J’ai commencé à vouloir créer mes propres outils quand j’étais étudiante en 3e année des Beaux-Arts de Rennes (désormais nommée EESAB Rennes). À l’époque, je n’avais aucune idée de ce que pouvait représenter la culture du libre, je n’avais aucune connaissance dans la pratique du code. Je tentais de bidouiller Illustrator pour créer des semblants de scripts, c’est ainsi que j’ai fait la découverte de Scriptographer et de Jürg Lenhi et par la même occasion, de graphistes qui fabriquent leurs propres outils et qui les mettent à disposition de la communauté. La même année, j’ai appris Processing, le HTML et le CSS. Comme une révélation, le code m’est apparu comme l’outil dont j’avais besoin pour mettre en application ce que je tentais de faire en bidouillant Illustrator.
J’ai ensuite fait un stage dans le collectif g‑u‑i, que j’ai intégré par la suite. C’est à ce moment là que nous avons commencé à nous intéresser à la culture du libre et aux logiciels libres, qui nous paraissaient plus en accord avec nos valeurs et nos manières de travailler. Nous suivions depuis un moment le travail du collectif Open Source Publishing, et leur projet html2 print nous parlait tout particulièrement. En effet, avec g-u-i nous faisions à la fois des sites et des éditions, souvent les deux pour une même projet. Il nous semblait donc tout à fait logique de simplifier le travail et de n’avoir qu’une seule source de gestion du contenu permettant la génération de différents supports (site internet, édition, affiche etc.). Aussi nous intéressions aux dispositifs de documentation en live, dans ce cadre nous avons développé différents programmes et dispositifs. C’est dans ce contexte, que j’ai développé avec un camarade de classe, Victor Lebeau, mon projet de diplôme autour du logiciel libre et de la documentation. Un logiciel de prise de notes collaboratif permettant la mise en forme automatique du contenu et l’export imprimable.
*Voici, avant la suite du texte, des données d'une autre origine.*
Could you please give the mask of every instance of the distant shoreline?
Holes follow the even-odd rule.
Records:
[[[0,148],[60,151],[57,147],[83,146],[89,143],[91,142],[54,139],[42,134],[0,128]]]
Dans le même temps, quelques mètres plus loin, Louis Eveillard, Pauline Gourlet, Juliette Mancini et Ferdinand Dervieux commençaient le développement d’un logiciel de documentation pour les enfants. Naturellement, nous nous sommes rapprochés et avons partagé nos expériences, ces deux projets possédant des enjeux similaires. C’est ainsi qu’à la suite de mon diplôme j’ai rejoint le labo de recherche Sociable Media à l’ENSADLab, et que j’ai intégré le collectif nommé plus tard L’Atelier des Chercheurs. C’était important pour moi que les outils développés ensemble soit sous licence libre et soit open source. Nous travaillons dans le domaine publique (l’école), il me parait cohérent que les outils utilisés dans le public soit ouverts et emprunt d’une certaine éthique (mais apparemment le ministère de l’éducation n’est pas totalement d’accord avec moi).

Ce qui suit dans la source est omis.